PT Gudang Garam Tbk. (GGRM) memutuskan untuk tidak membagikan dividen untuk tahun buku 2023. Direktur dan Sekertaris Perusahaan Heru Budiman mengatakan, jika membagikan dividen, maka ada kemungkinan pinjaman mungkin bisa meningkat jika suku bunga kembali naik.
“Perseroan tidak membagikan dividen dari laba tahun 2023 sebagai sikap yang berhati-hati untuk menghadapi kondisi ekonomi saat ini,” katanya dalam paparannya, dikutip Jumat (30/8).
Selain itu, perseroan juga mencermati kondisi perekonomian global yang mempengaruhi bisnis GGRM.
“Kita juga menyadari kondisi keuangan ke depan termasuk yang sangat dipengaruhi oleh kondisi Amerika Serikat itu masih juga gonjang-ganjing tidak menunjukkan arah yang jelas, diperkirakan turun tidak turun, diperkirakan naik tidak naik,” jelasnya.
Namun, kata dia perseroan dapat kembali membagikan dividen kepada pemegang saham. Akan tetapi, hal itu mesti melihat kondisi perekonomian ke depan, utamanya soal suku bunga.
“Kalau memang tahun 2024 ini yang sampai saat ini belum menunjukkan penurunan (suku bunga), tapi akan turun, bagi dividen yang lebih itu bisa dilaksanakan,” sebutnya.
Di siai lain, Ia juga menjabarkan, GGRM mencatat penurunan pendapatan maupun profitabilitas akibat adanya kenaikan cukai sementara daya beli cenderung stagnan tahun ini. Pendapatan GGRM turun sebesar 10,4% sepanjang semester I tahun 2024 menjadi Rp 50 triliun dari sebelumnya Rp 55,8 triliun.
Manajemen menyebut, turunnya volume penjualan akibat kenaikan harga jual kepada konsumen, dimana daya beli masyarakat (khususnya kelas menengah ke bawah) masih stagnan.
“Di tengah situasi ini, ketika sektor tembakau terus menghadapi kenaikan beban cukai yang signifikan secara berkelanjutan, kondisi pasar tetap penuh tantangan,” tuturnya.
Pendapatan yang turun juga berdampak pada laba perseroan sepanjang semester I tahun ini menjadi sebesar Rp 925,51 miliar.

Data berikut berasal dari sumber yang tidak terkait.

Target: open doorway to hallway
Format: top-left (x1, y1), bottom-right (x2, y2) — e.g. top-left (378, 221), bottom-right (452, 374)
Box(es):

Angka tersebut anjlok 71,8% jika dibandingkan dengan periode yang sama di tahun 2023 yaitu Rp 3,28 triliun.
“Laba Perseroan untuk enam bulan pertama tahun 2024 menunjukkan penurunan karena adanya penurunan pendapatan dan peningkatan biaya cukai,” sebutnya.
Biaya pokok pendapatan mengalami penurunan sebesar 6,2% seiring dengan penurunan volume penjualan dan kenaikan biaya cukai sebesar 3,1%. Saat ini, komposisi biaya cukai dari total biaya pokok pendapatan naik menjadi 84,9% dibandingkan 77,3% pada periode yang sama di tahun 2023.
“Dalam menghadapi kenaikan cukai sebesar 11,5% untuk SKM (Sigaret Kretek Mesin) dan 6,0% untuk SKT (Sigaret Kretek Tangan) pada tahun 2024, Perseroan telah melakukan kenaikan harga di bulan Maret dan Mei,” ungkapnya.
Adapun total aset meningkat sebesar 3,4% atau Rp 2,8 triliun menjadi Rp 87,7 triliun, yang disebabkan oleh gabungan dari penurunan aset lancar 1,5% atau sebesar Rp 762 miliar dan kenaikan aset tidak lancar sebesar Rp 3,65 triliun atau 10,7%.
Sedangkan total liabilitas relatif stabil, hanya turn 0,2% menjadi Rp 25,9 triliun, berasal dari gabungan penurunan pinjaman jangka pendek sebesar 27,0% menjadi Rp 8,45 triliun, sementara utang cukai (termasuk PPN dan pajak rokok) meningkat sebesar 66,6% menjadi Rp 12,52 triliun seiring dengan adanya perubahan jangka waktu pembayaran cukai dari 2 bulan menjadi 3 bulan.
Neraca tetap menunjukkan posisi keuangan yang kuat dengan penurunan rasio utang terhadap ekuitas dari 44,2% menjadi 42,0%.